RevCycle Intelligence reporter LaPointe recently quantified the strain COVID-19 has put on hospital finances. “Financial losses tied to coronavirus-related expenses are slated to total $202.6 billion by the end of June, with hospitals losing an average of $50.7 billion a month,” according to American Hospital Association (AHA) estimates.

As the healthcare industry opens up following the COVID-19 shutdown, hospitals continue to shed jobs while other sectors start to bounce back, US Bureau of Labor Statistics data show. Hospitals lost close to 27,000 jobs in May 2020, while 55 percent (51,300) of physician-office jobs lost in April (93,600) came back in May 2020. Dental-office reopenings produced the largest jobs recovery of any healthcare sector in May, gaining back almost 245,000 employees, while outpatient centers added 10,800 jobs.

Job Loss, Care Cost Replace Virus Fears

The COVID-19 shutdown has caused job losses totaling more than 40 million overall, leaving more workers uninsured–preventing them from seeing doctors, and potentially raising the cost of healthcare for everyone.
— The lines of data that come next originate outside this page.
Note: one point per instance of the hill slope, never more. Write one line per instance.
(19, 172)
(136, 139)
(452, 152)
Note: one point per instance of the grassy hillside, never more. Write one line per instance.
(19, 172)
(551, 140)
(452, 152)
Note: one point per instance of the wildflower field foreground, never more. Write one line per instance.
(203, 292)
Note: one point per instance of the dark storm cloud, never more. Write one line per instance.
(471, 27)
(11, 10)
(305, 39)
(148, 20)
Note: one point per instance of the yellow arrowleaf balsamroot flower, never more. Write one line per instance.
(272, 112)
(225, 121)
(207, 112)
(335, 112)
In a column dated March 20, 2020, employment-discrimination expert and Forbes contributor Patricia Barnes, Esq., noted, “Even before the appearance of the coronavirus, a study by the Federal Reserve found that one-fourth of American adults skipped necessary medical care in 2018 because they were unable to afford the cost.”

A New York Times article published June 16 shed more light on how rising unemployment and the cost of care have begun to replace coronavirus fears in preventing people from seeking needed care. Writer Reed Abelson spoke with a cancer specialist in Jacksonville, Fla., whose patient was laid off while undergoing chemotherapy for metastatic cancer. The patient planned to stop treatments while he decided what to do when his health insurance coverage ended in a month. “The twin risks in this crisis—potential infection and the cost of medical care—have become daunting realities for the millions of workers who were furloughed, laid off or caught in the economic downturn,” Abelson observed.
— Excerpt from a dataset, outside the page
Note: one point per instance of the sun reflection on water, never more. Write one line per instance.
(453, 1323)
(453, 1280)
Delay Death Toll Could Rival COVID-19 Cost

In an opinion piece published June 6 in The New York Times, the chief executives of the Cleveland Clinic and the Mayo Clinic suggested that the number of Americans who died from illnesses other than COVID-19 because they avoided care during the pandemic could approach the virus’ death toll, which has surpassed 120,000 to date.
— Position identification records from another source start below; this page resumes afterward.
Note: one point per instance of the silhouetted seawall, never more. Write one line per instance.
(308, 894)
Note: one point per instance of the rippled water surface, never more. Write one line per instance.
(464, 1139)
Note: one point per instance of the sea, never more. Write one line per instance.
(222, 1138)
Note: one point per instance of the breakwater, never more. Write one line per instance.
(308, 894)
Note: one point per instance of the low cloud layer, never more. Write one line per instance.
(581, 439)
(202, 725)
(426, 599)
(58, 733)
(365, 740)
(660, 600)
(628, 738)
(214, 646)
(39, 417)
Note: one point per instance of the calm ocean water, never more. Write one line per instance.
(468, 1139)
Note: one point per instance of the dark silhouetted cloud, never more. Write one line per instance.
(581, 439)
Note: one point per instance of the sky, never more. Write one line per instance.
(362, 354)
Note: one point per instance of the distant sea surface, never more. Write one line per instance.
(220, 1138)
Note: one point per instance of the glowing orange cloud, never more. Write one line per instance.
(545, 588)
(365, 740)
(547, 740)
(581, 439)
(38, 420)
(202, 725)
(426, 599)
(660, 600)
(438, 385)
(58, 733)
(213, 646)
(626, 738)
“Across the country, we have seen sizable decreases in new cancer diagnoses (45 percent) and reports of heart attacks (38 percent) and strokes (30 percent),” Drs.Tomislav Mihaljevic and Gianrico Farrugia wrote. “Visits to hospital emergency departments are down by as much as 40 percent, but measures of how sick emergency department patients are have risen by 20 percent, according to a Mayo Clinic study, suggesting how harmful the delay can be. Meanwhile, non-COVID-19 out-of-hospital deaths have increased, while in-hospital mortality has declined.”

The physician-executives highlighted government shelter-in-place orders, fears of contracting the coronavirus, and job (and health insurance) loss as understandable reasons patients have stayed home.

“Unfortunately, we’ve witnessed grievous outcomes as a result of these delays,” Mihalijevic and Farrugia said. To illustrate they cited a middle-aged patient who died of a bowel obstruction after waiting five days for emergency care, and a young woman who died of undiagnosed leukemia after delaying care for weeks. “Both deaths were preventable,” the physicians noted.